13. Design a storage engine supporting high-concurrency writes
14. How to solve LSM-Tree's read amplification problem?
15. LSM-Tree vs B+ Tree pros and cons comparison?
16. Architectural differences between Snowflake and Aurora?
Tips and Advice
1. C++ fundamentals must be solid down to the details: Database kernel development has very high C++ requirements — it's not enough to just know how to write code; you need to understand underlying mechanisms. Smart pointers, RAII, and move semantics are almost guaranteed to come up. I recommend carefully reading "Effective C++" and "C++ Concurrency in Action."
2. Data structures must be hand-writable and clearly explainable: B+ trees are a core topic in database kernel interviews. You need to not only explain the principles clearly but also hand-write key operations. I recommend implementing a simplified B+ tree yourself.
3. Transactions and concurrency control are paramount: MVCC, WAL, and 2PC are the soul of database kernels and will almost certainly be deeply probed in interviews. I recommend reading the transaction chapters of "Database System Concepts" and "MySQL Internals: InnoDB Storage Engine."
4. System design requires a holistic perspective: Round 3's storage engine design doesn't test a specific component — it tests your understanding of the entire storage engine architecture. I recommend reading LevelDB and RocksDB source code to understand the complete LSM-Tree implementation.

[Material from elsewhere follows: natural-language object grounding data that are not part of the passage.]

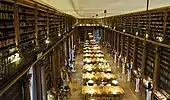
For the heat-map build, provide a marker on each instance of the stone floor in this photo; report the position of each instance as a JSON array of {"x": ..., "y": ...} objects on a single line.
[{"x": 76, "y": 85}]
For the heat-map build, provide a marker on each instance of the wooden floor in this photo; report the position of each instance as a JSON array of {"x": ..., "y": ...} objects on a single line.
[{"x": 76, "y": 85}]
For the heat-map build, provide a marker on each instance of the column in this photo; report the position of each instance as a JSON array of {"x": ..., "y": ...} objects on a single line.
[
  {"x": 26, "y": 83},
  {"x": 137, "y": 84},
  {"x": 123, "y": 67},
  {"x": 148, "y": 94},
  {"x": 38, "y": 81},
  {"x": 156, "y": 68},
  {"x": 54, "y": 66}
]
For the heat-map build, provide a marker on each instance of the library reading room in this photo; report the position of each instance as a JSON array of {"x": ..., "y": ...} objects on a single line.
[{"x": 80, "y": 50}]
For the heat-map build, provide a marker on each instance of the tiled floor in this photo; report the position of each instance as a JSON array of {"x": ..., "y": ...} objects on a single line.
[{"x": 77, "y": 80}]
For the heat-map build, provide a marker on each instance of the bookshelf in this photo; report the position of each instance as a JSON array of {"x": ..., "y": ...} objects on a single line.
[
  {"x": 135, "y": 23},
  {"x": 42, "y": 26},
  {"x": 128, "y": 23},
  {"x": 150, "y": 60},
  {"x": 139, "y": 54},
  {"x": 156, "y": 25},
  {"x": 26, "y": 28},
  {"x": 125, "y": 46},
  {"x": 165, "y": 70},
  {"x": 142, "y": 24},
  {"x": 24, "y": 25},
  {"x": 131, "y": 48}
]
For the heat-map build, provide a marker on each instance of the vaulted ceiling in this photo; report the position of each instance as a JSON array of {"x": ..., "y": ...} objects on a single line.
[{"x": 89, "y": 8}]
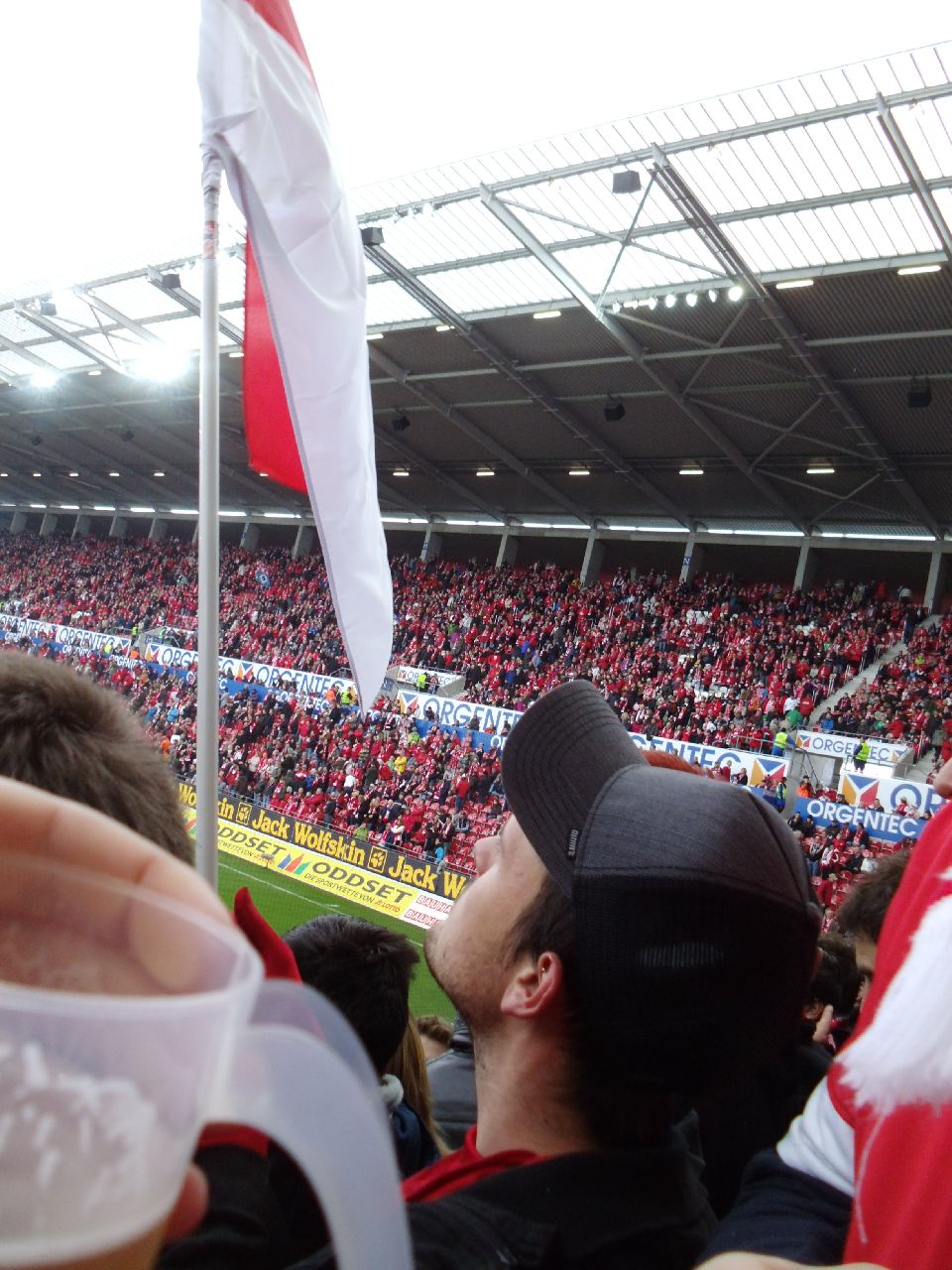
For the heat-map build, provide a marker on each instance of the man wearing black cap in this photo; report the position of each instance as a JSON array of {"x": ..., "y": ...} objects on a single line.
[{"x": 634, "y": 938}]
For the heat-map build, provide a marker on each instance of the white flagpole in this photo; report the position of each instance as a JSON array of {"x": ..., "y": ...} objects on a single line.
[{"x": 207, "y": 738}]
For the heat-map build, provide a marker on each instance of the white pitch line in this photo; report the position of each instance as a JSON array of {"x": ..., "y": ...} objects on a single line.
[{"x": 287, "y": 890}]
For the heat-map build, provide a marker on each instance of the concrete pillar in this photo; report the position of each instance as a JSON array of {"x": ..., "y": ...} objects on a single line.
[
  {"x": 592, "y": 562},
  {"x": 431, "y": 547},
  {"x": 303, "y": 543},
  {"x": 508, "y": 549},
  {"x": 693, "y": 559},
  {"x": 806, "y": 568},
  {"x": 937, "y": 580}
]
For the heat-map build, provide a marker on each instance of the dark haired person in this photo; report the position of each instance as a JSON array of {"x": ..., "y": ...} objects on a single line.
[
  {"x": 597, "y": 959},
  {"x": 864, "y": 911},
  {"x": 366, "y": 971},
  {"x": 66, "y": 734}
]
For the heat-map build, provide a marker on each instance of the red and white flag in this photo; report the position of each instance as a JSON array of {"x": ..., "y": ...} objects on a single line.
[{"x": 306, "y": 380}]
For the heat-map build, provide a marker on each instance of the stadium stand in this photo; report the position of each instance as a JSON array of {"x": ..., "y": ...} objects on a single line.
[{"x": 714, "y": 662}]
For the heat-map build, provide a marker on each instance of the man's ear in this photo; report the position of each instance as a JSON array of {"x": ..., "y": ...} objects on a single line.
[{"x": 535, "y": 987}]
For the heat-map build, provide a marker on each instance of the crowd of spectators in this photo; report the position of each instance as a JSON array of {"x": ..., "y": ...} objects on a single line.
[
  {"x": 909, "y": 698},
  {"x": 712, "y": 662}
]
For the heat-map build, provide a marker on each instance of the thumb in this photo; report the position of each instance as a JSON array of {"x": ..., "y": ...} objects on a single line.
[{"x": 823, "y": 1025}]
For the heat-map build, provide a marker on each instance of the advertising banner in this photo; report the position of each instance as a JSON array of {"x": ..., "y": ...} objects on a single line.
[
  {"x": 72, "y": 638},
  {"x": 861, "y": 790},
  {"x": 762, "y": 769},
  {"x": 412, "y": 674},
  {"x": 257, "y": 674},
  {"x": 879, "y": 825},
  {"x": 453, "y": 712},
  {"x": 830, "y": 744},
  {"x": 376, "y": 876}
]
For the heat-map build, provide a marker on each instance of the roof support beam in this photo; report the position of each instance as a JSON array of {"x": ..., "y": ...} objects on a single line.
[
  {"x": 413, "y": 456},
  {"x": 895, "y": 137},
  {"x": 744, "y": 131},
  {"x": 697, "y": 216},
  {"x": 626, "y": 340},
  {"x": 847, "y": 498},
  {"x": 103, "y": 307},
  {"x": 475, "y": 434},
  {"x": 534, "y": 388},
  {"x": 58, "y": 331}
]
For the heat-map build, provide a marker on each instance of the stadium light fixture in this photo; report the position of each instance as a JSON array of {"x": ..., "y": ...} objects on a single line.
[{"x": 919, "y": 395}]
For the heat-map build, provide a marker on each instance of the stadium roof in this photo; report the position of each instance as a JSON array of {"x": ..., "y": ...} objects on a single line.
[{"x": 746, "y": 314}]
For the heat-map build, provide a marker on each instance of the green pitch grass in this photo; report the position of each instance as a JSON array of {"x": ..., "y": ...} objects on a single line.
[{"x": 286, "y": 903}]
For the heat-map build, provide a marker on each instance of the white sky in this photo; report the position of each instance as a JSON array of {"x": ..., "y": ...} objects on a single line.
[{"x": 100, "y": 108}]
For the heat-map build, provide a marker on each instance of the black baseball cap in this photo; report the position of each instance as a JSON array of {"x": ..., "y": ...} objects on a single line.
[{"x": 694, "y": 921}]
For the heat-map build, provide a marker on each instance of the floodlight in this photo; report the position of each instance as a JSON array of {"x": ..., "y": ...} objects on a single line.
[{"x": 919, "y": 394}]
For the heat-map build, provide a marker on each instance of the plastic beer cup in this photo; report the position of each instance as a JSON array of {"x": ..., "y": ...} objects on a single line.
[{"x": 127, "y": 1021}]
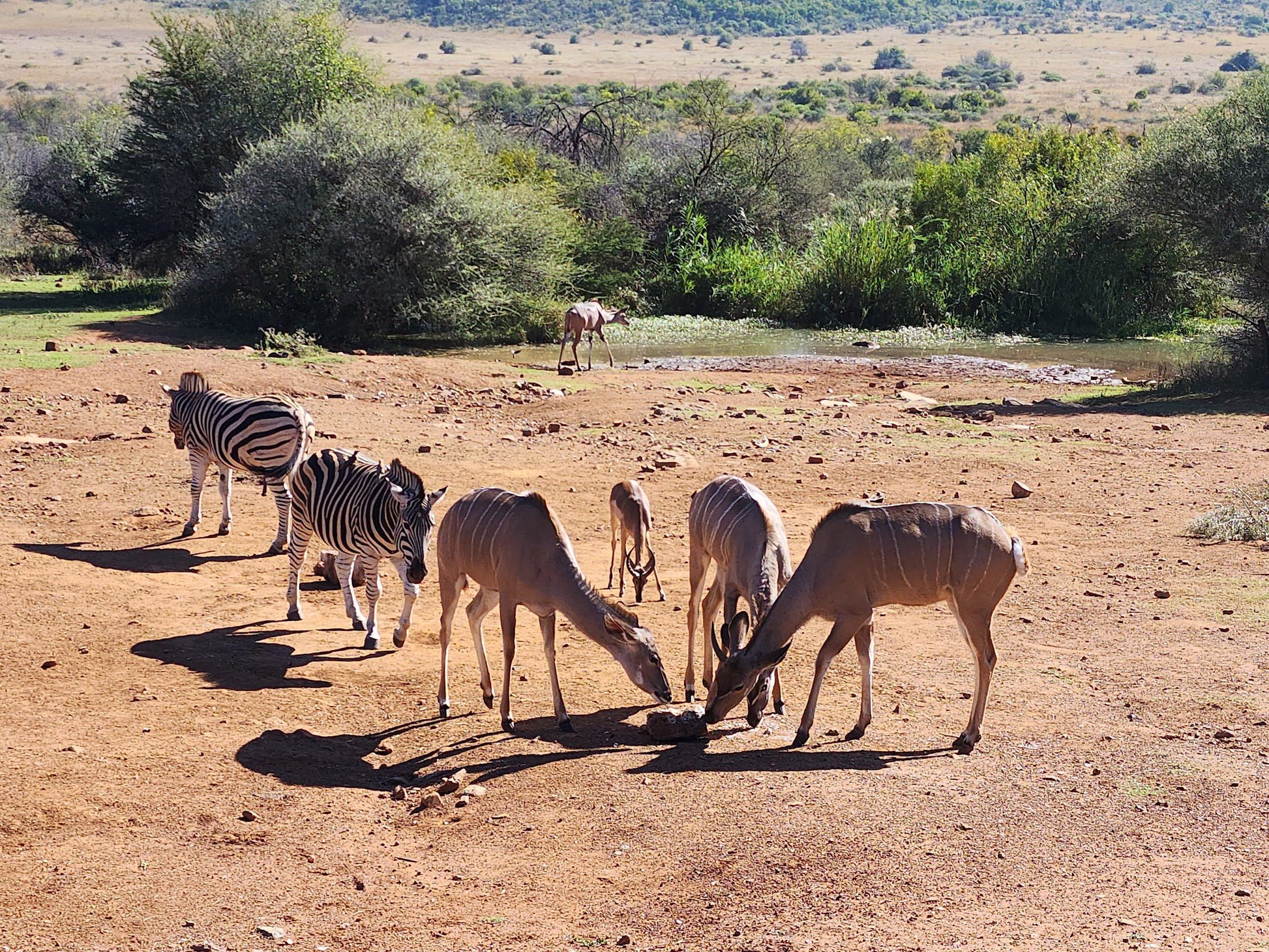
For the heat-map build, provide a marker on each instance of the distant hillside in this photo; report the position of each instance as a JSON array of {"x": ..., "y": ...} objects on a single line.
[{"x": 794, "y": 16}]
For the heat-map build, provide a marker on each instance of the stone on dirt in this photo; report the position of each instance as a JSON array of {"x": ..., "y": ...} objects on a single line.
[
  {"x": 455, "y": 782},
  {"x": 677, "y": 722}
]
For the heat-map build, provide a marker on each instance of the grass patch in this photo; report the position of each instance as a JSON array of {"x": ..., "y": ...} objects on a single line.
[{"x": 1244, "y": 517}]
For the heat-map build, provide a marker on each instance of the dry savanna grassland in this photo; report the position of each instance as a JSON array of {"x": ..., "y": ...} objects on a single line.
[
  {"x": 95, "y": 46},
  {"x": 188, "y": 771}
]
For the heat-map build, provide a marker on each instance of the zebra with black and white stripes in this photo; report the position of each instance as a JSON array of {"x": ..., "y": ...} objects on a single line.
[
  {"x": 365, "y": 512},
  {"x": 264, "y": 437}
]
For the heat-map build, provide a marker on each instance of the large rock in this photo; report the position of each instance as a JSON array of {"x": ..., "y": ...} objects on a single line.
[{"x": 677, "y": 722}]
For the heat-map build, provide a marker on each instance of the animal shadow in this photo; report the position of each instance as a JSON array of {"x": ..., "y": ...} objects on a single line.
[
  {"x": 235, "y": 659},
  {"x": 151, "y": 559}
]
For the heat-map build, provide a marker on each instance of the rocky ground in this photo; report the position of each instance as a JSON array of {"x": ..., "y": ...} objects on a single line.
[{"x": 188, "y": 771}]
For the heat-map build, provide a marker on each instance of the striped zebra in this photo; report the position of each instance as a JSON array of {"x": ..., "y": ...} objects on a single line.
[
  {"x": 264, "y": 437},
  {"x": 366, "y": 513}
]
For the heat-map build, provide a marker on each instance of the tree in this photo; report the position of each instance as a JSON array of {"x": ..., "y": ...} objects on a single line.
[
  {"x": 377, "y": 220},
  {"x": 220, "y": 87}
]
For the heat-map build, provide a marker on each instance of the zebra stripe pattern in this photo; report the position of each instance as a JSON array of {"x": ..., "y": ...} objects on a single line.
[
  {"x": 264, "y": 437},
  {"x": 365, "y": 512}
]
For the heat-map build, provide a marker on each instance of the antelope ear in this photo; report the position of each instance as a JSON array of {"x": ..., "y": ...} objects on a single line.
[{"x": 736, "y": 631}]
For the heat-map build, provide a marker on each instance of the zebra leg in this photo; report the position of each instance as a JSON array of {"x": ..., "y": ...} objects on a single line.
[
  {"x": 226, "y": 492},
  {"x": 374, "y": 589},
  {"x": 299, "y": 547},
  {"x": 411, "y": 593},
  {"x": 344, "y": 573},
  {"x": 281, "y": 499},
  {"x": 198, "y": 462}
]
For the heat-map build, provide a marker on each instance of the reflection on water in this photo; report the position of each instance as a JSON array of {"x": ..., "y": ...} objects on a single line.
[{"x": 1132, "y": 359}]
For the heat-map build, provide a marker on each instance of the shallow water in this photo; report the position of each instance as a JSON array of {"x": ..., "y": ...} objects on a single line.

5. Project experience must have depth: Interviewers will deep-dive into your project details, including the reasoning behind design decisions, problems encountered, and solutions. I recommend preparing 2-3 in-depth projects and organizing them using the STAR method.
FAQ
Q: How advanced must C++ skills be for Snowflake database kernel interviews?
A: Fairly advanced. It's not just "can write C++" — you need to understand C++'s memory model, concurrency mechanisms, and template metaprogramming. I recommend at least 30,000+ lines of C++ project experience.
Q: Can I pass without database kernel experience?
A: Very difficult. Snowflake's position explicitly requires database kernel development experience. If you only have application-layer experience, I recommend contributing to open-source database projects like TiDB or RocksDB first.
Q: Will the interview cover operating systems and computer architecture?
A: Yes. Database kernels are closely tied to OS — interviewers will ask about memory management, file systems, CPU caches, and related topics. I recommend reviewing key chapters from operating systems courses.
Q: Is the work intensity high on the Snowflake database team?
A: From what I understand, the work intensity is moderate to high, but the technical atmosphere is excellent and you can learn a lot. The interviewer also mentioned the team has a well-established technical sharing mechanism.